Apparently Lady Gaga is now having some sort of influence on actual scientific research.
Duke Universities researchers have decided to name a newly discovered genus of fern (and thus the19 species within the genus) after the pop star. According to research published in the latest issue of Systematic Botany:
Ongoing molecular phylogenetic studies of cheilanthoid ferns confirm that the genus Cheilanthes (Pteridaceae) is polyphyletic. A monophyletic group of species within the hemionitid clade informally called the “C. marginata group“ is here shown to be distinct from its closest relatives (the genus Aspidotis) and phylogenetically distant from the type species of Cheilanthes. This group is here segregated from Cheilanthes as the newly described genus, Gaga. In this study, we use molecular data from four DNA regions (plastid: matK, rbcL, trnG-R; and nuclear: gapCp) together with spore data to circumscribe the morphological and geographical boundaries of the new genus and investigate reticulate evolution within the group. Gaga is distinguished from Aspidotis by its rounded to attenuate (vs. mucronate) segment apices, minutely bullate margins of mature leaves (vs. smooth at 40×), and less prominently lustrous and striate adaxial blade surfaces. The new genus is distinguished from Cheilanthes s. s. by its strongly differentiated, inframarginal pseudoindusia, the production of 64 small or 32 large spores (vs. 32 small or 16 large) per sporangium, and usually glabrous leaf blades. A total of nineteen species are recognized within Gaga; seventeen new combinations are made, and two new species, Gaga germanotta and Gaga monstraparva, are described.
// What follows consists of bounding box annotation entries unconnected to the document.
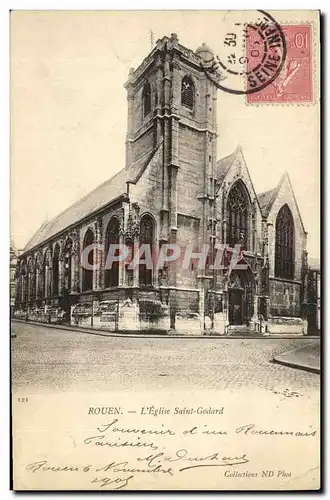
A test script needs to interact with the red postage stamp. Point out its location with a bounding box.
[246,24,313,104]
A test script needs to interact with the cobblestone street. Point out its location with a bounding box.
[12,323,320,395]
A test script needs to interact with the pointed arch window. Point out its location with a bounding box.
[21,261,27,302]
[181,76,195,109]
[142,82,151,116]
[104,217,119,288]
[52,244,60,297]
[63,237,73,293]
[139,214,154,286]
[227,182,249,250]
[275,205,294,279]
[82,229,94,291]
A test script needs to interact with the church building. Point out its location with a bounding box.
[14,34,307,335]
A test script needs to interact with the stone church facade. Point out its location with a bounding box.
[14,34,307,335]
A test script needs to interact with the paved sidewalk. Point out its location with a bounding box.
[274,340,321,373]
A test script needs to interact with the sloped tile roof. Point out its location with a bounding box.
[24,144,160,252]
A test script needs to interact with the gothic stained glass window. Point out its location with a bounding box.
[181,76,195,109]
[104,217,119,288]
[139,215,154,286]
[275,205,294,279]
[64,238,73,293]
[82,229,94,291]
[227,182,248,249]
[142,82,151,116]
[42,251,51,298]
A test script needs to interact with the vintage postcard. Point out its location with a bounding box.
[10,10,321,491]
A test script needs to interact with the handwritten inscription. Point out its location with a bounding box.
[26,418,317,490]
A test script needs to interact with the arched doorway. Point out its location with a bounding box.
[228,268,254,326]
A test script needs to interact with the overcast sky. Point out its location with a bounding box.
[11,11,320,257]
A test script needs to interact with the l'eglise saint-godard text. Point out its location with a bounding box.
[140,405,224,417]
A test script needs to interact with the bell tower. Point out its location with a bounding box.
[125,33,217,241]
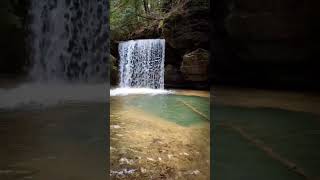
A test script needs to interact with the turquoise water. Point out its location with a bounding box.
[127,95,210,126]
[213,105,320,179]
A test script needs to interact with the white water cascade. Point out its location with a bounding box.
[29,0,108,82]
[119,39,165,89]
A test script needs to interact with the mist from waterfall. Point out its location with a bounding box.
[110,39,172,96]
[119,39,165,89]
[0,0,109,110]
[29,0,109,82]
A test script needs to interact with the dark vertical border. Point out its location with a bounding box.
[104,0,111,179]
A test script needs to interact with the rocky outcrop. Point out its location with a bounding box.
[164,64,184,84]
[111,0,210,88]
[162,0,210,54]
[211,0,320,86]
[180,49,209,82]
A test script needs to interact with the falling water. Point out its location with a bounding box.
[30,0,108,82]
[119,39,165,89]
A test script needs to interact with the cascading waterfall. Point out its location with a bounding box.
[119,39,165,89]
[30,0,109,81]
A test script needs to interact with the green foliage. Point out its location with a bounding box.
[110,0,174,39]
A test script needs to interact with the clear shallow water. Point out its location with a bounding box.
[127,94,210,126]
[110,94,210,179]
[0,84,109,180]
[0,83,108,109]
[110,88,174,96]
[212,104,320,180]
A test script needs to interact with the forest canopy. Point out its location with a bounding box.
[110,0,181,39]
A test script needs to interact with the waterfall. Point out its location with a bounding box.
[29,0,109,81]
[119,39,165,89]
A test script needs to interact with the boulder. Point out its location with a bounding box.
[180,48,209,82]
[164,64,183,84]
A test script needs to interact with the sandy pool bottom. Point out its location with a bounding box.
[110,97,210,179]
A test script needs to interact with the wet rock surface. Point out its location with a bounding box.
[110,97,210,180]
[180,49,209,82]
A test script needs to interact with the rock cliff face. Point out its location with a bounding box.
[211,0,319,89]
[110,0,210,88]
[180,49,209,82]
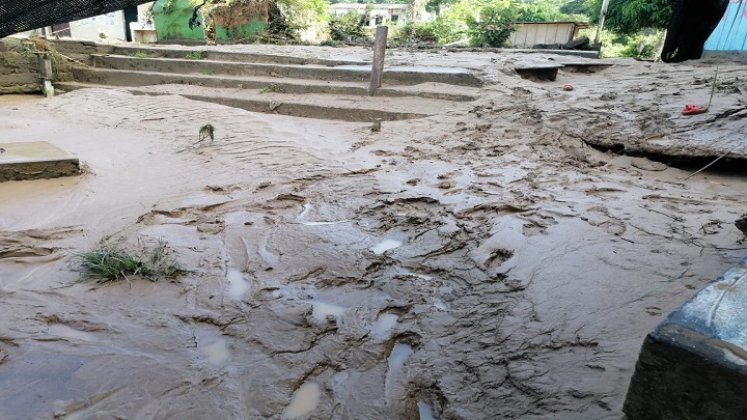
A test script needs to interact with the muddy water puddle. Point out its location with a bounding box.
[282,382,322,420]
[384,343,413,404]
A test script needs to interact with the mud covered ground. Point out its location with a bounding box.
[0,50,747,419]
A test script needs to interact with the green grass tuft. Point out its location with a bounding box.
[74,241,184,284]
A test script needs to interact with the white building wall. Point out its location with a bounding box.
[70,10,129,42]
[509,22,576,48]
[330,3,408,26]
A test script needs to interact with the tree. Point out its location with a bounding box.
[597,0,676,34]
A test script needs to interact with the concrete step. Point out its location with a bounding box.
[0,141,80,182]
[107,45,371,66]
[72,67,479,101]
[92,54,482,87]
[56,82,469,122]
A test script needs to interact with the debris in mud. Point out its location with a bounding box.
[74,241,184,284]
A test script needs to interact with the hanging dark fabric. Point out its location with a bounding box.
[661,0,729,63]
[0,0,155,38]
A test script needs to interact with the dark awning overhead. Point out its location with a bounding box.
[0,0,155,38]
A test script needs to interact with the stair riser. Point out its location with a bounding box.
[93,56,480,86]
[111,46,365,66]
[57,83,427,122]
[72,68,475,101]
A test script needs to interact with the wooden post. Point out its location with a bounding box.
[594,0,610,45]
[368,26,389,96]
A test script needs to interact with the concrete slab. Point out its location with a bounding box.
[514,63,563,81]
[0,141,80,182]
[624,259,747,419]
[92,55,483,87]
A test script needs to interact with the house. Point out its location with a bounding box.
[509,22,589,48]
[329,3,409,27]
[40,3,152,42]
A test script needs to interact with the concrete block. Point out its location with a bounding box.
[514,63,563,81]
[0,141,80,182]
[623,259,747,420]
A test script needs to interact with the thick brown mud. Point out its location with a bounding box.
[0,50,747,419]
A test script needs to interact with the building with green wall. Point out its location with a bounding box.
[153,0,269,43]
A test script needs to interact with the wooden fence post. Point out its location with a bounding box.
[368,26,389,96]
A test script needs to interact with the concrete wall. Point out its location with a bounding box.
[509,22,576,48]
[0,38,41,94]
[705,0,747,51]
[70,11,127,42]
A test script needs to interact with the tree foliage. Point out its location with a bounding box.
[597,0,672,34]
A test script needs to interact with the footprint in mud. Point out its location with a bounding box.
[580,206,627,236]
[0,227,82,260]
[281,382,322,420]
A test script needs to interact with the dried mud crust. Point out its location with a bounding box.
[0,51,745,419]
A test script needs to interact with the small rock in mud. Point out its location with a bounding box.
[475,123,493,133]
[630,158,668,171]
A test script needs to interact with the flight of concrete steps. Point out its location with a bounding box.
[55,41,482,122]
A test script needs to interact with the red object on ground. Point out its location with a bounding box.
[682,104,708,115]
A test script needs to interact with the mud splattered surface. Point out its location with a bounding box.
[0,50,747,419]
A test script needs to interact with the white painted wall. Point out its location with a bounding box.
[329,3,409,26]
[509,22,576,48]
[70,10,129,42]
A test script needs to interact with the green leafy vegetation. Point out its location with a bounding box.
[74,241,184,284]
[466,2,517,47]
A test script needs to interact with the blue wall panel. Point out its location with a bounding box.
[705,0,747,51]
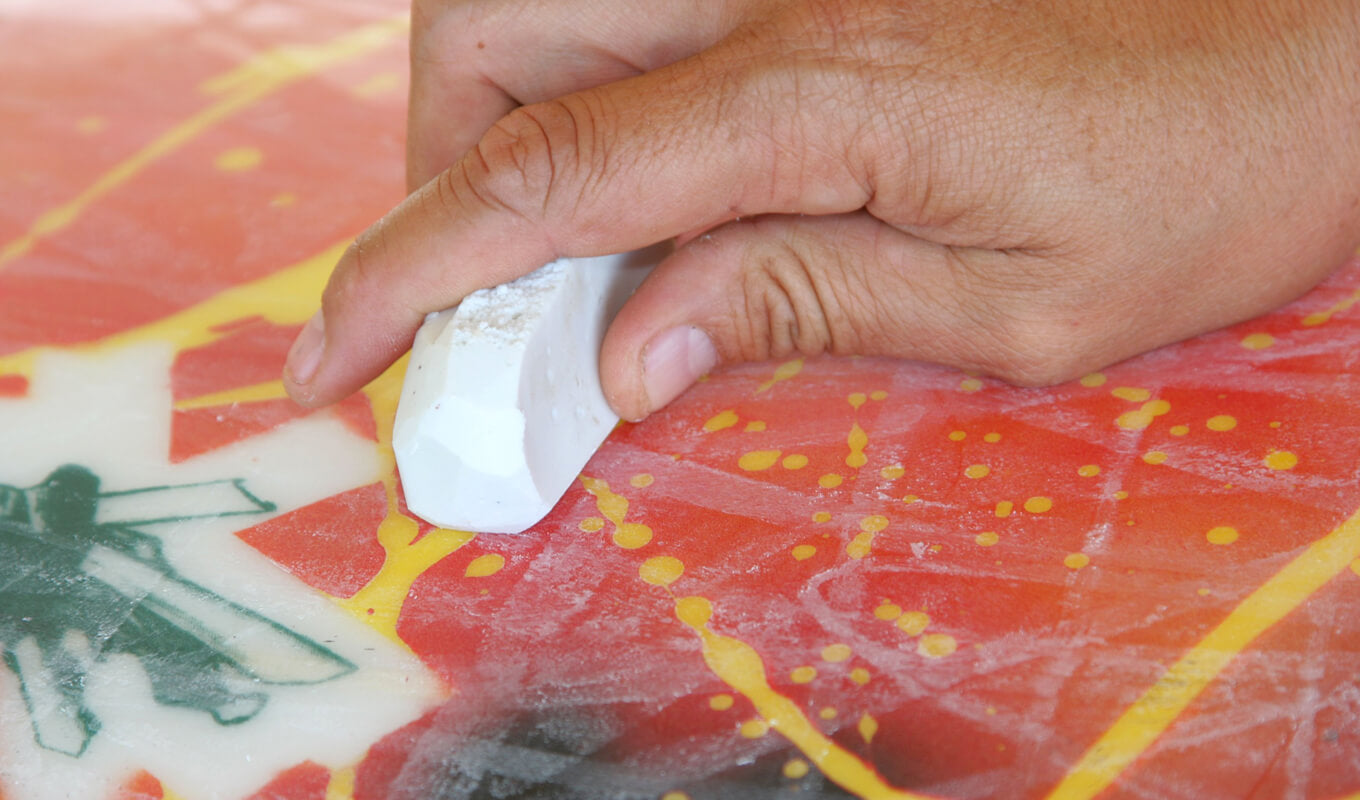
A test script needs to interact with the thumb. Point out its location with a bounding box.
[600,212,1065,420]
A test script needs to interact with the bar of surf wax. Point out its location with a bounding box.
[392,253,649,533]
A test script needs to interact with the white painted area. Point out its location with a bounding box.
[0,346,445,800]
[393,254,647,533]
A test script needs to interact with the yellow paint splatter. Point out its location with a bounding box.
[212,147,264,173]
[756,358,802,395]
[1205,525,1239,544]
[1265,450,1299,469]
[737,450,779,472]
[898,611,930,637]
[917,634,959,659]
[1049,510,1360,800]
[638,555,684,586]
[1303,288,1360,328]
[1062,552,1091,570]
[0,14,411,269]
[855,712,879,744]
[462,552,506,578]
[581,475,651,550]
[846,422,869,469]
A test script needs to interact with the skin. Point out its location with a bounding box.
[284,0,1360,419]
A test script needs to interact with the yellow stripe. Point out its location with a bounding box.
[0,15,409,268]
[1049,510,1360,800]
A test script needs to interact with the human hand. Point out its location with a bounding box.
[286,0,1360,419]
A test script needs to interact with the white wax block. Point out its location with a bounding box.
[393,254,649,533]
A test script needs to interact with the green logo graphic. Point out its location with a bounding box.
[0,464,355,756]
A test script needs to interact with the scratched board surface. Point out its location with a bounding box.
[0,0,1360,800]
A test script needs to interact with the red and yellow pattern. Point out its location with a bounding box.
[0,0,1360,800]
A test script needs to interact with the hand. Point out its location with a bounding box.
[286,0,1360,419]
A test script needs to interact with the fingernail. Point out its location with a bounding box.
[283,312,326,385]
[642,325,718,411]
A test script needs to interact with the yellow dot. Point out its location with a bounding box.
[462,552,506,578]
[212,147,264,173]
[737,450,779,472]
[1062,552,1091,570]
[1110,386,1152,403]
[873,603,902,622]
[1265,450,1299,469]
[917,634,959,659]
[860,514,888,533]
[638,555,684,586]
[676,595,713,627]
[1239,333,1274,350]
[855,712,879,744]
[898,611,930,637]
[1204,525,1238,544]
[613,522,651,550]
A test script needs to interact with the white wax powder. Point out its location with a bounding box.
[449,260,567,347]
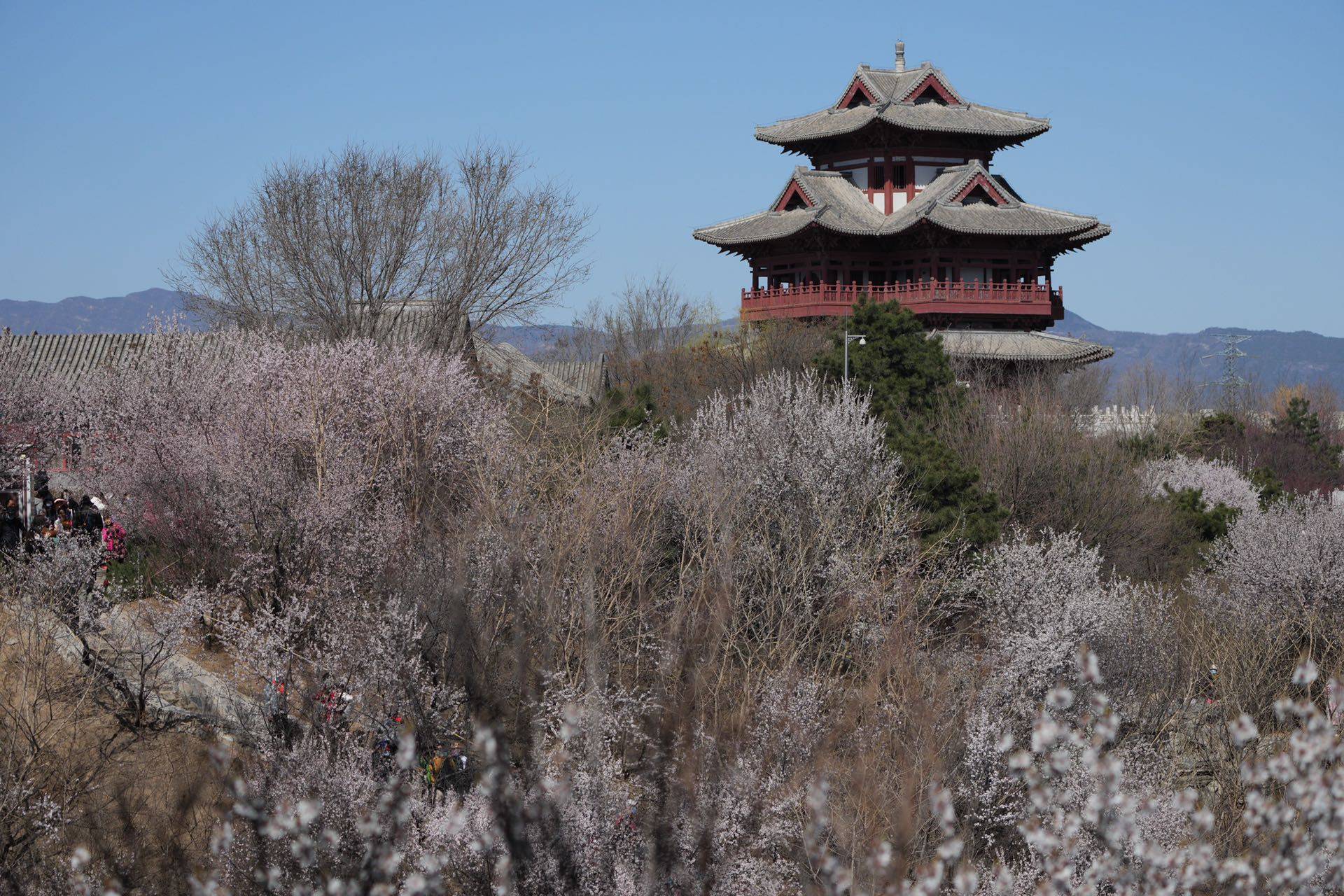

Got that? Basically what’s going on here is that scientists discovered a type of fern that’s sexually fluid. It reproduces using spores that grow to be both male and female.
According to a piece about the discovery in the New York Times:
“We wanted to name this genus for Lady Gaga because of her fervent defense of equality and individual expression,” said Kathleen Pryer, director of Duke’s herbarium and professor of biology. “And as we started to consider it, the ferns themselves gave us more reasons why it was a good choice.”
“We think that her second album, ‘Born this Way,’ is enormously empowering,” Pryer apparently explained. The album is important “especially for disenfranchised people and communities like LGBT, ethnic groups, women — and scientists who study odd ferns!”